Garnet has a special interest in the Middle East, publishing across a wide variety of genres including art, fiction, cookery and history. After a period of restructuring, m.d. Nadia Khayat wanted to try something new. Periscope was created by sales and marketing manager Tim Moore and publisher and commissioning editor Mitch Albert to focus on new fiction and non-fiction outside of the Middle East region.
The aim was to create an imprint that was separate and distinct, with a broader remit but a smaller list. Albert said: “We’re very optimistic about the climate for small publishers—it’s no longer about quantity. With a much smaller list we can believe in all the titles.
Going forward we’d like to have roughly half and half (fiction and non-fiction) but we’re really just looking for interesting stories.”
Princess Bari was discovered at this year’s London Book Fair as part of the fair’s Korean market focus. The book, translated by Sora Kim-Russell, tells the story of the seventh daughter of a North Korean family, who is abandoned by her parents before being rescued by her grandmother. The story is interwoven with the Korean myth of Princess Bari and mixes contemporary London and an ancient Korean fable.

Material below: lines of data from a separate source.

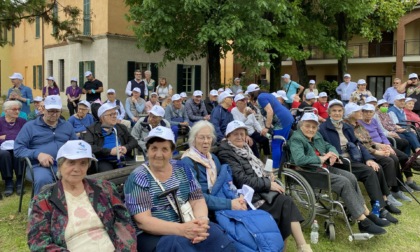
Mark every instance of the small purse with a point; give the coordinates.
(187, 213)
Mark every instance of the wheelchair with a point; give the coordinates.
(310, 189)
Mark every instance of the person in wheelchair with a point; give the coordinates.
(341, 136)
(269, 196)
(307, 147)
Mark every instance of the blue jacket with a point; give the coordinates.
(220, 117)
(36, 137)
(330, 134)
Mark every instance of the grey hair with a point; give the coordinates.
(197, 127)
(9, 104)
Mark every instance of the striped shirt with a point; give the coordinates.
(141, 191)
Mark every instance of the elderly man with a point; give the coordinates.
(25, 93)
(196, 109)
(137, 82)
(211, 101)
(346, 88)
(145, 124)
(103, 136)
(92, 87)
(291, 88)
(40, 139)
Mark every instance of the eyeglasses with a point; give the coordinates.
(52, 112)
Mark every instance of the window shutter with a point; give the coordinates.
(197, 79)
(131, 67)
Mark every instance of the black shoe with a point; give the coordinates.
(384, 214)
(391, 208)
(367, 226)
(378, 221)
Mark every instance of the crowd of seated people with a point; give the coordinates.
(334, 127)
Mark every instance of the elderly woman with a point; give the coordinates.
(156, 216)
(134, 106)
(341, 135)
(247, 169)
(307, 147)
(359, 96)
(101, 135)
(76, 213)
(10, 125)
(82, 119)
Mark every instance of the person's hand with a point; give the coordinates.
(373, 164)
(45, 160)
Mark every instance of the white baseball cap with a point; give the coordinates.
(311, 95)
(105, 107)
(399, 97)
(198, 93)
(335, 102)
(157, 111)
(234, 125)
(75, 149)
(86, 103)
(412, 76)
(283, 95)
(350, 108)
(309, 117)
(53, 102)
(252, 87)
(322, 94)
(239, 97)
(410, 99)
(16, 76)
(382, 101)
(176, 97)
(214, 92)
(87, 73)
(162, 133)
(371, 99)
(223, 96)
(38, 98)
(369, 107)
(361, 82)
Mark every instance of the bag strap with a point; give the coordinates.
(162, 188)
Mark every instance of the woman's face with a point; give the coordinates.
(203, 140)
(73, 171)
(336, 112)
(159, 154)
(237, 137)
(409, 105)
(309, 128)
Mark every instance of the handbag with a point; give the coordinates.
(354, 152)
(187, 213)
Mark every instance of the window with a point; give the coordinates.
(188, 78)
(50, 68)
(83, 67)
(61, 72)
(37, 77)
(37, 27)
(378, 84)
(86, 17)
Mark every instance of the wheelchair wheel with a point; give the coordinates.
(302, 194)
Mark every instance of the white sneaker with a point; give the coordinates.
(400, 195)
(393, 201)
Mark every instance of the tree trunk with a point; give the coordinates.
(213, 60)
(342, 35)
(275, 71)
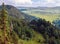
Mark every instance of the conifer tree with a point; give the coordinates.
(4, 22)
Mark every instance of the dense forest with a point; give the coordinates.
(19, 31)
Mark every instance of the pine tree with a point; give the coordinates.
(4, 22)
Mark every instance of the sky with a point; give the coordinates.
(32, 3)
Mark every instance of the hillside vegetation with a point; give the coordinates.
(14, 30)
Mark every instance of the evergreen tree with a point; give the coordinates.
(4, 23)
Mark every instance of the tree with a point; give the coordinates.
(4, 22)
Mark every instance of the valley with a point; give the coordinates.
(47, 14)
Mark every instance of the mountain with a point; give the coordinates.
(13, 11)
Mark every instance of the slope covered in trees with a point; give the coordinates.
(17, 31)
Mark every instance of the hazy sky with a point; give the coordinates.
(34, 3)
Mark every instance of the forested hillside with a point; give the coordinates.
(14, 30)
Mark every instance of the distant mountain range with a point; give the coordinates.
(13, 11)
(42, 10)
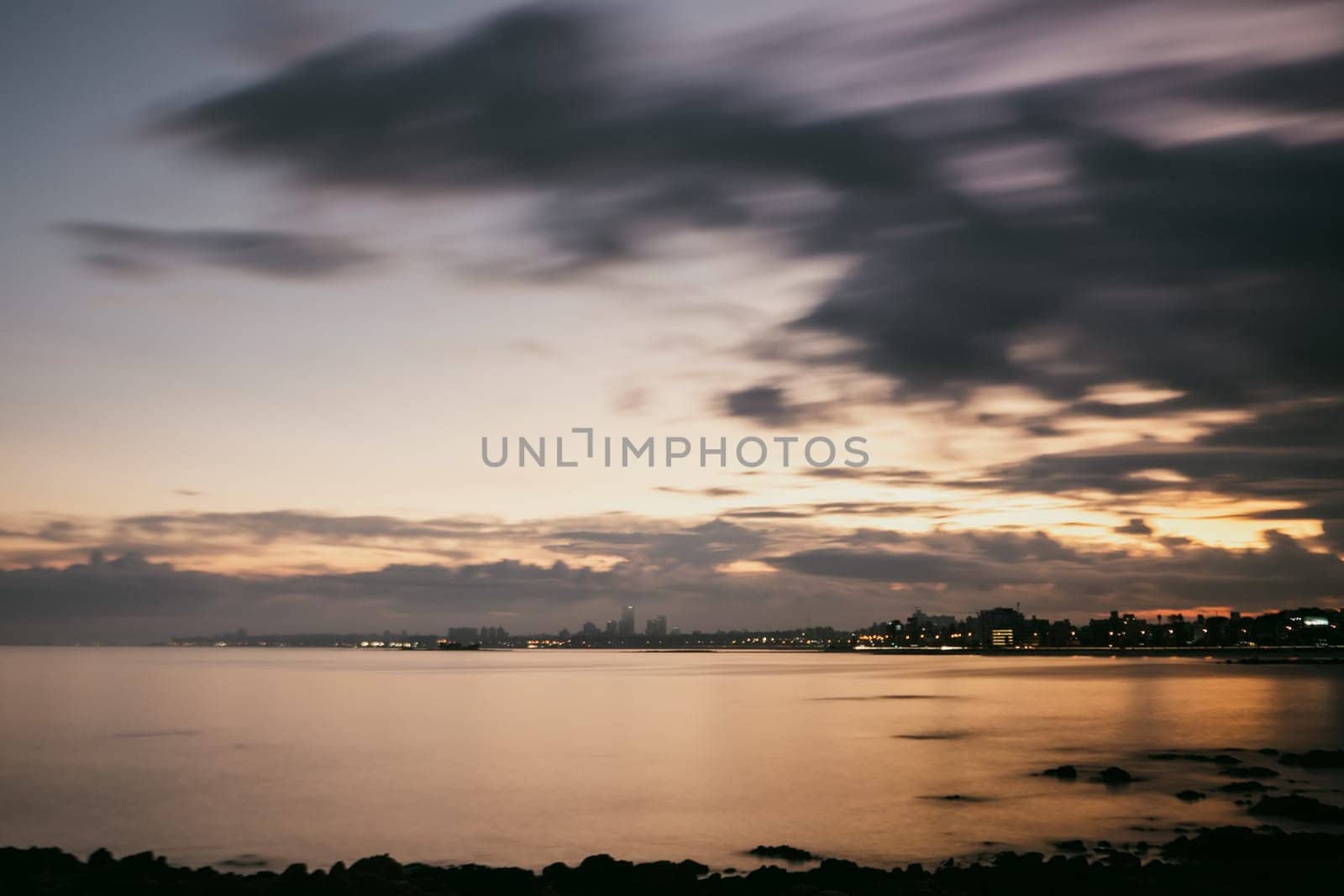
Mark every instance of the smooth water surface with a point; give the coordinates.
(526, 758)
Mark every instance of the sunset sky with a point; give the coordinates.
(272, 270)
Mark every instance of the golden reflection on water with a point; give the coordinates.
(534, 757)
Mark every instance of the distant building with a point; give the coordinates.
(1000, 620)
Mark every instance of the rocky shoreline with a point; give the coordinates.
(1221, 860)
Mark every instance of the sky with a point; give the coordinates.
(273, 270)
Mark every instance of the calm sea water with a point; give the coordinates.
(526, 758)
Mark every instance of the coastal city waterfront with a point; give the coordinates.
(531, 757)
(998, 629)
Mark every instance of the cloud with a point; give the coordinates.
(770, 406)
(1075, 253)
(1055, 577)
(127, 250)
(1290, 454)
(687, 570)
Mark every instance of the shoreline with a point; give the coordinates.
(1214, 860)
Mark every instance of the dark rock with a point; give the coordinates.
(1116, 775)
(1315, 759)
(1299, 809)
(383, 867)
(785, 852)
(1245, 788)
(1249, 772)
(1222, 759)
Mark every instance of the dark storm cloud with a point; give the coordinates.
(682, 570)
(1206, 266)
(125, 250)
(857, 577)
(1294, 456)
(1057, 577)
(1062, 228)
(1135, 527)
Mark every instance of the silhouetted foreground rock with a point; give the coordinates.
(785, 852)
(1299, 809)
(1115, 775)
(1221, 759)
(1068, 773)
(1315, 759)
(1225, 860)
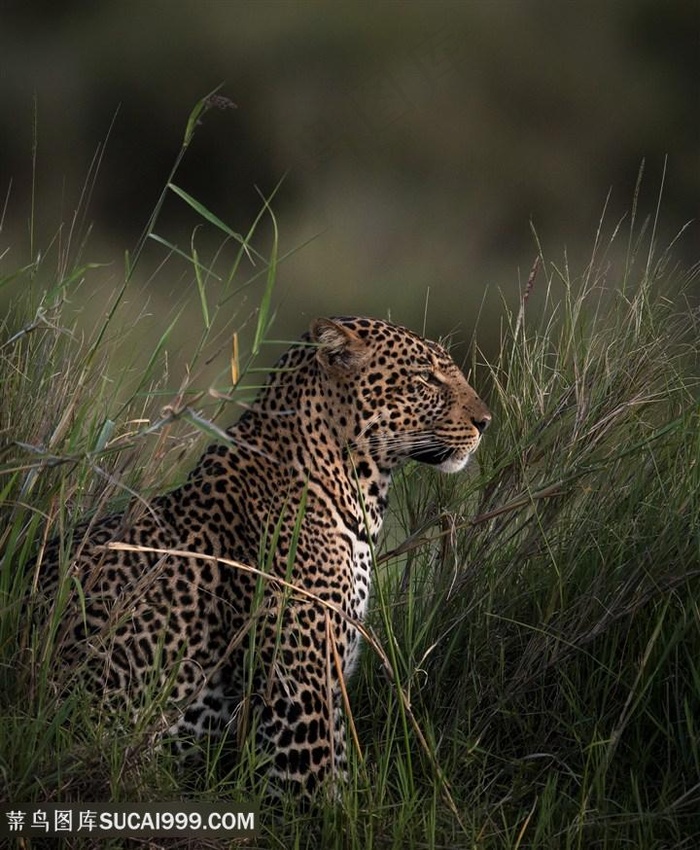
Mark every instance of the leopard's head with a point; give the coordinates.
(396, 396)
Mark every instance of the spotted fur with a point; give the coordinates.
(300, 491)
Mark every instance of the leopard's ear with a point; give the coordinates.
(340, 350)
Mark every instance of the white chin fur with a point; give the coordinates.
(454, 464)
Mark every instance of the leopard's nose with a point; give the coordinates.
(482, 423)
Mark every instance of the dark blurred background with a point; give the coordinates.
(417, 141)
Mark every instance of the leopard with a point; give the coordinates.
(242, 592)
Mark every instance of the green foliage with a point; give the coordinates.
(531, 677)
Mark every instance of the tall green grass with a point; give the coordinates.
(532, 675)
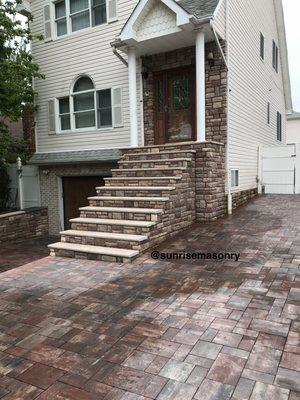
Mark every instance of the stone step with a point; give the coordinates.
(161, 148)
(152, 163)
(129, 227)
(138, 214)
(106, 239)
(92, 252)
(158, 155)
(148, 172)
(135, 191)
(132, 202)
(143, 181)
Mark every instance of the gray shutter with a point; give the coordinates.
(111, 6)
(51, 117)
(117, 108)
(47, 23)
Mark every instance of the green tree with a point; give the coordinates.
(17, 67)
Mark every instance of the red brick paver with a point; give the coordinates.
(166, 330)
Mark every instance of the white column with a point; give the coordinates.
(200, 85)
(132, 70)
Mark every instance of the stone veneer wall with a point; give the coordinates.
(21, 225)
(216, 90)
(50, 192)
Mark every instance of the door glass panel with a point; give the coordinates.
(180, 114)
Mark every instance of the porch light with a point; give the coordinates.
(211, 59)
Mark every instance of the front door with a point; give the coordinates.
(175, 105)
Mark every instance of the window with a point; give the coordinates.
(234, 178)
(262, 46)
(64, 114)
(104, 108)
(84, 103)
(279, 127)
(87, 108)
(75, 15)
(60, 18)
(275, 56)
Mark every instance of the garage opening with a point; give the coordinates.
(76, 190)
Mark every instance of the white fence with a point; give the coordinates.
(280, 169)
(24, 186)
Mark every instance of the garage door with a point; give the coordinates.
(76, 191)
(279, 169)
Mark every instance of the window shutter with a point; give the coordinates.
(47, 23)
(117, 110)
(111, 6)
(51, 117)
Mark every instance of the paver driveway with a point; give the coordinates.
(84, 330)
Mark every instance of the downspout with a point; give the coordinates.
(228, 172)
(117, 54)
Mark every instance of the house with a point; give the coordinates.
(160, 104)
(293, 128)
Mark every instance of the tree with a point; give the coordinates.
(17, 67)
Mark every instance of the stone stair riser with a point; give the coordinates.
(132, 193)
(91, 241)
(157, 156)
(87, 256)
(120, 215)
(129, 204)
(141, 182)
(153, 164)
(131, 230)
(147, 173)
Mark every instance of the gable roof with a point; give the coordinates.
(199, 8)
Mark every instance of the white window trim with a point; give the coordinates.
(75, 130)
(69, 20)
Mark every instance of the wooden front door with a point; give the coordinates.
(76, 191)
(175, 117)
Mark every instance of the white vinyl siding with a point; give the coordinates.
(252, 85)
(63, 61)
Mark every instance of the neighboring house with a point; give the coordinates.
(293, 128)
(208, 81)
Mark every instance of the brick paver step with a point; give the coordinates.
(100, 221)
(105, 235)
(123, 209)
(98, 250)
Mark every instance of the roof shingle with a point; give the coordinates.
(199, 8)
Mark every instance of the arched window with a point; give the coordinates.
(84, 100)
(85, 108)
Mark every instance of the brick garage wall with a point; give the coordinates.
(216, 90)
(27, 224)
(49, 181)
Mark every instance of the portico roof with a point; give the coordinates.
(164, 25)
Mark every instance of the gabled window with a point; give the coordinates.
(279, 127)
(275, 56)
(262, 46)
(75, 15)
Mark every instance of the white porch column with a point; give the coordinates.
(132, 70)
(200, 85)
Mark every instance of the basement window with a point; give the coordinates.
(235, 178)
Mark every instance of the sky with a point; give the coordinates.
(292, 22)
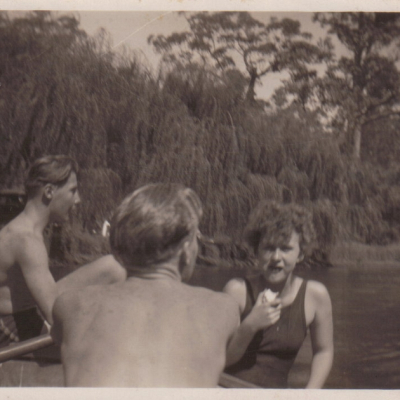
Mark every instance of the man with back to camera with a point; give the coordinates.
(26, 283)
(151, 330)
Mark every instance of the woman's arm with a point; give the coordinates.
(321, 330)
(261, 316)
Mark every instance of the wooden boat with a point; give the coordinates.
(36, 363)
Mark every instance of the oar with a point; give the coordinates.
(25, 347)
(40, 342)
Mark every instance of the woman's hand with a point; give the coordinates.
(263, 314)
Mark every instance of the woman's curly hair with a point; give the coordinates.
(273, 223)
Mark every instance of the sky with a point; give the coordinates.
(131, 29)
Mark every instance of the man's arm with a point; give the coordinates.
(321, 330)
(105, 270)
(31, 255)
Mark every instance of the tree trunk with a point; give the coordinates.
(357, 141)
(250, 95)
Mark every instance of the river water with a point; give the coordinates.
(366, 314)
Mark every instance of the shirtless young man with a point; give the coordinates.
(26, 282)
(151, 330)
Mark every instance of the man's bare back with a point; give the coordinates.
(145, 333)
(151, 330)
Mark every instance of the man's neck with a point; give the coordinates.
(37, 214)
(165, 271)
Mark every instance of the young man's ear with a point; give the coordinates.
(183, 257)
(48, 191)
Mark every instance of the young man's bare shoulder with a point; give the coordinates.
(317, 290)
(73, 301)
(18, 240)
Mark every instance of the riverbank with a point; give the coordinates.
(353, 254)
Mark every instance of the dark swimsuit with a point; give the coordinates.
(272, 352)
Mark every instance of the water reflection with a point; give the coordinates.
(366, 304)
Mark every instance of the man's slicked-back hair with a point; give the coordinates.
(54, 169)
(273, 223)
(152, 223)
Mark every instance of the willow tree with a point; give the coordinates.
(362, 85)
(226, 40)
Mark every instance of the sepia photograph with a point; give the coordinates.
(194, 197)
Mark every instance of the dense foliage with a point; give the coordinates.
(65, 92)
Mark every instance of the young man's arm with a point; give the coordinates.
(103, 271)
(33, 260)
(31, 255)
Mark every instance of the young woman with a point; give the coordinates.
(273, 330)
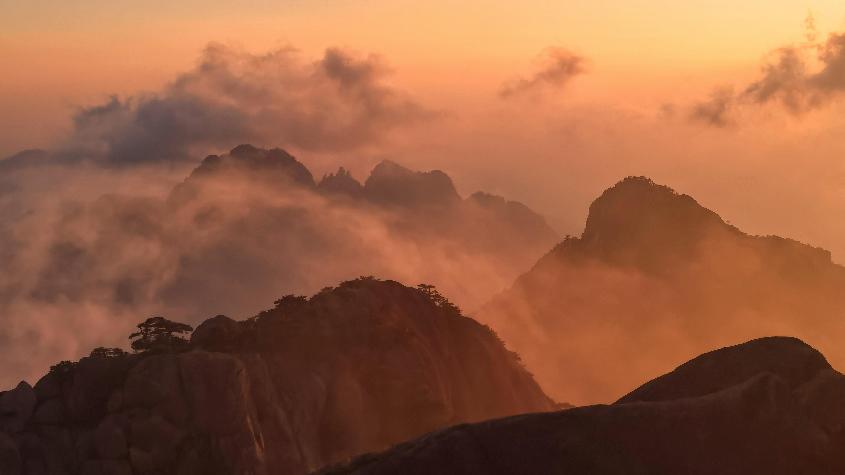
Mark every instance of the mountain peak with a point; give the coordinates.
(391, 183)
(270, 167)
(638, 216)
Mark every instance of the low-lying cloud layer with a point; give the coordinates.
(339, 102)
(799, 78)
(559, 67)
(83, 264)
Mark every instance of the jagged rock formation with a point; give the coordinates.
(355, 368)
(769, 406)
(241, 226)
(655, 266)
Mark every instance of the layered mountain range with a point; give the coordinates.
(241, 228)
(655, 279)
(355, 368)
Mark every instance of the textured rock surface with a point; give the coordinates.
(654, 280)
(756, 420)
(354, 369)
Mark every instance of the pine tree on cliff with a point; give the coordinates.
(159, 333)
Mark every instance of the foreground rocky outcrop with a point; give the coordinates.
(312, 381)
(655, 266)
(772, 405)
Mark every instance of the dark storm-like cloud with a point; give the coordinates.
(339, 102)
(559, 67)
(797, 78)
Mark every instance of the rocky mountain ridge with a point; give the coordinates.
(655, 266)
(772, 405)
(309, 382)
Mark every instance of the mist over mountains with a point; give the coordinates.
(309, 382)
(655, 279)
(771, 405)
(82, 266)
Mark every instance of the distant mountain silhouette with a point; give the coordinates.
(770, 406)
(354, 368)
(654, 279)
(341, 184)
(239, 228)
(392, 184)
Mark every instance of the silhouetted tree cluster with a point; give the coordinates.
(431, 292)
(291, 303)
(101, 352)
(159, 333)
(62, 367)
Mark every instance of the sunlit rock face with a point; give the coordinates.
(655, 279)
(312, 381)
(767, 406)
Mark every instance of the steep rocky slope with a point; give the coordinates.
(352, 369)
(770, 406)
(655, 279)
(238, 228)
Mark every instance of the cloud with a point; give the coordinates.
(339, 102)
(716, 108)
(559, 67)
(799, 78)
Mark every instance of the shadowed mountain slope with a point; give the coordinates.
(312, 381)
(239, 228)
(780, 414)
(655, 279)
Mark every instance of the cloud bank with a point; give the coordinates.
(798, 78)
(559, 67)
(339, 102)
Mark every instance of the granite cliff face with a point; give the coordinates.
(655, 279)
(312, 381)
(771, 406)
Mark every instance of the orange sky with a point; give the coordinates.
(454, 56)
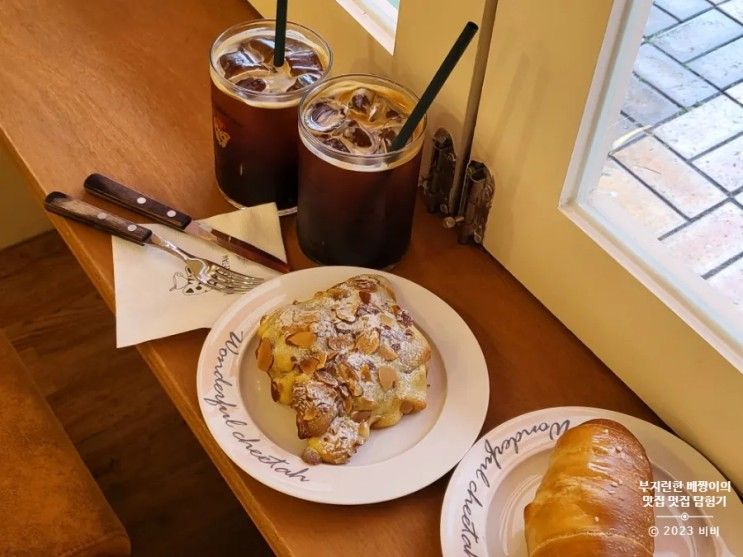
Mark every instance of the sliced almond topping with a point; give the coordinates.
(346, 313)
(355, 388)
(341, 342)
(365, 283)
(365, 372)
(387, 353)
(336, 293)
(387, 377)
(387, 319)
(368, 341)
(361, 415)
(345, 393)
(309, 365)
(344, 371)
(264, 354)
(322, 359)
(364, 403)
(326, 378)
(302, 339)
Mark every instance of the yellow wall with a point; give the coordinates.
(20, 217)
(539, 72)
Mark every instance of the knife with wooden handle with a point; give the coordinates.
(113, 191)
(62, 204)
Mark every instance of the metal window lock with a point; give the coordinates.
(468, 213)
(437, 184)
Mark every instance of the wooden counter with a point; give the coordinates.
(122, 88)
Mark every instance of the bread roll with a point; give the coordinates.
(589, 503)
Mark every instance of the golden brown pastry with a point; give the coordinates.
(346, 360)
(589, 503)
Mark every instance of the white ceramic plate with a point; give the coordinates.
(260, 435)
(483, 507)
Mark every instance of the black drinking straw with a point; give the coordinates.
(280, 38)
(439, 78)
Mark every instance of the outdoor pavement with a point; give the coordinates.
(681, 175)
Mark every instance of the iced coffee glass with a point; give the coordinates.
(254, 109)
(356, 196)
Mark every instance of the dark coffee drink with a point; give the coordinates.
(356, 197)
(254, 106)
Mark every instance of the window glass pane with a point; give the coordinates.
(675, 168)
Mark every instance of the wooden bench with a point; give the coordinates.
(50, 505)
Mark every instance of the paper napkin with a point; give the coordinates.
(155, 297)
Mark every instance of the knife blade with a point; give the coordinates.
(111, 190)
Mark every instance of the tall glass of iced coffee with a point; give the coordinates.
(356, 195)
(254, 107)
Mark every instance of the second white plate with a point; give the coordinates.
(483, 510)
(260, 435)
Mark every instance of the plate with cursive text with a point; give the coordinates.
(483, 509)
(260, 435)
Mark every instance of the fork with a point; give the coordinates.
(208, 273)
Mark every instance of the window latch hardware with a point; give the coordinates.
(474, 206)
(438, 183)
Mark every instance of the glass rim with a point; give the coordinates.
(360, 159)
(261, 97)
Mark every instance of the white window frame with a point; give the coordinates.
(710, 314)
(378, 17)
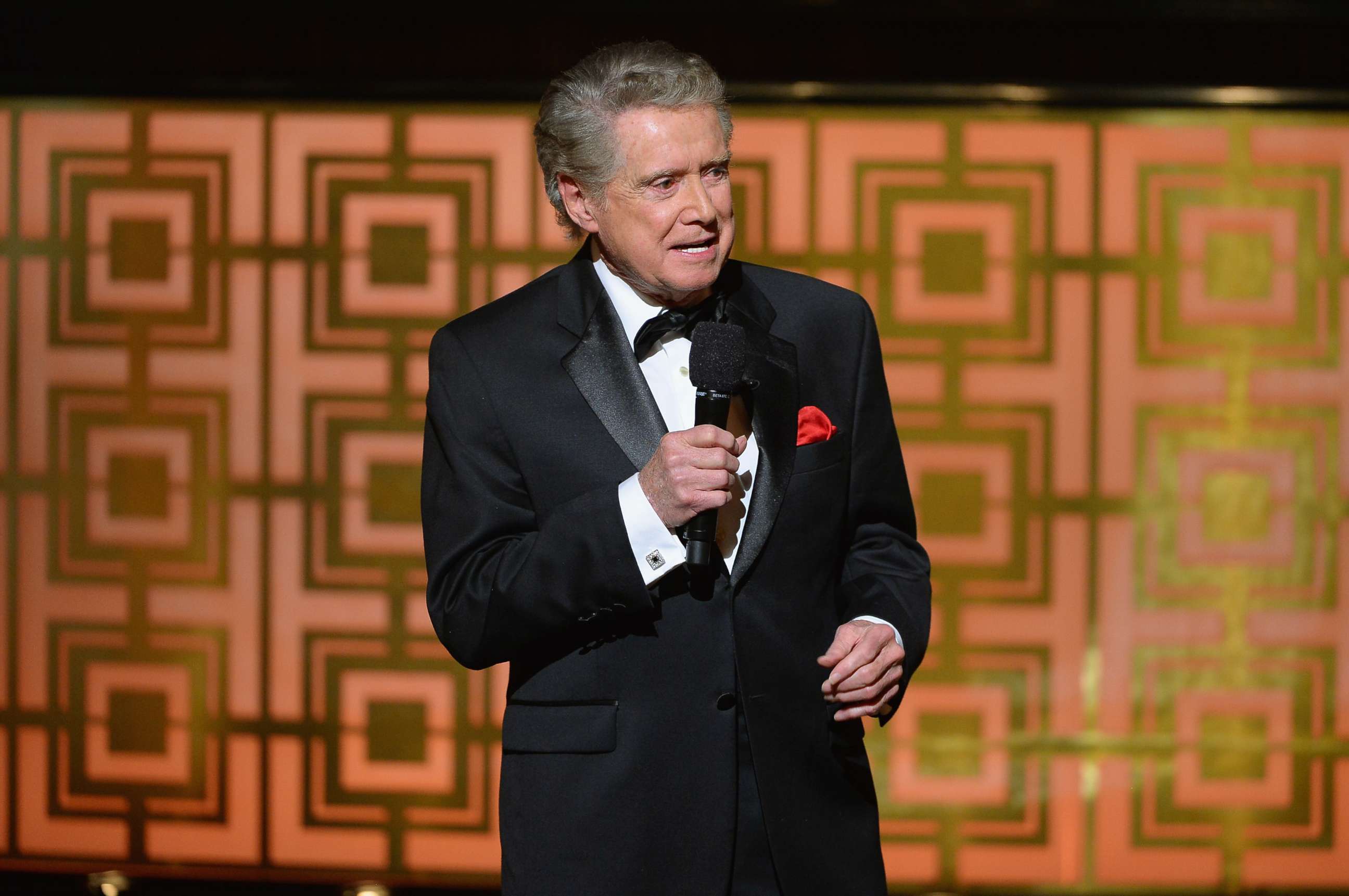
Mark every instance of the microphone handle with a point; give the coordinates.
(710, 406)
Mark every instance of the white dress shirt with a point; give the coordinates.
(655, 546)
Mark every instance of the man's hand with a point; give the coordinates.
(865, 664)
(691, 471)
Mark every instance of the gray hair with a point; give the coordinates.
(575, 130)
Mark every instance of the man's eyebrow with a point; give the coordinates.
(657, 176)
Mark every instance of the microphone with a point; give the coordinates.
(717, 367)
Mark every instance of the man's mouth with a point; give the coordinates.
(701, 247)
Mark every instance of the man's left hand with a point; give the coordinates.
(865, 669)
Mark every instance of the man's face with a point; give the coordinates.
(667, 224)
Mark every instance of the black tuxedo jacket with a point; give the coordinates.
(618, 770)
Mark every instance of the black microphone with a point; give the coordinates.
(717, 367)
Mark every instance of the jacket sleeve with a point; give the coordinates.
(885, 570)
(500, 577)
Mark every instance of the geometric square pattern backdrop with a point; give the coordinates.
(1116, 343)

Princess Bari is the first of eight fiction titles, including three in translation, that Periscope will publish in 2015. Albert said: “You’ve got to fall in love with a book but, just like with people, you can’t fall in love with every book. We’re looking for the underdogs. There’s a surfeit of great writing and books you can’t believe slipped through the net that weren’t picked up.”
Periscope plans to set itself apart from other imprints by getting independent booksellers involved in the publishing process. Moore said: “Part of the reason we want to work with booksellers is the symbiosis between publishing and the physical space—publishing came out of bookstores and we want to go back to that. Booksellers understand both curation and commercial potential.”
Moore added: “We’re publishing the books that are in the independent bookshop bestsellers chart in The Bookseller, not the books in the official [Top 50].” Periscope is looking to build relationships with a network of indie bookshops worldwide.
Periscope will sell e-books, but its primary focus is on print. Moore said: “For a publisher, there’s an economic perspective of course, and e-books are easier, but that’s not why we got into the business. I have nothing against e-books, but they were never the threat they were purported to be.”
Periscope will have relatively small print runs, investing more in supporting its books and authors. Albert said: “We’re not just giving a book six weeks to succeed. There are so many different ways to break a book. There’s no formula and we’re comfortable with that. We have conviction in our books.”
Periscope is working on variations of the subscription model; it currently offers gift-wrapped titles posted to subscribers with their names printed in every book, and invitations to reading groups. Going forward, it plans to look at other ways it can involve subscribers in the publishing process, alongside booksellers.
The covers for its fiction titles have been designed by James Nunn, and include a consistent spine design in order for them to be easily identifiable on shelves. Moore said: “At the moment it’s only really Penguin’s titles [that] you can pick out. In 20 years of publishing this design is the best I’ve seen.”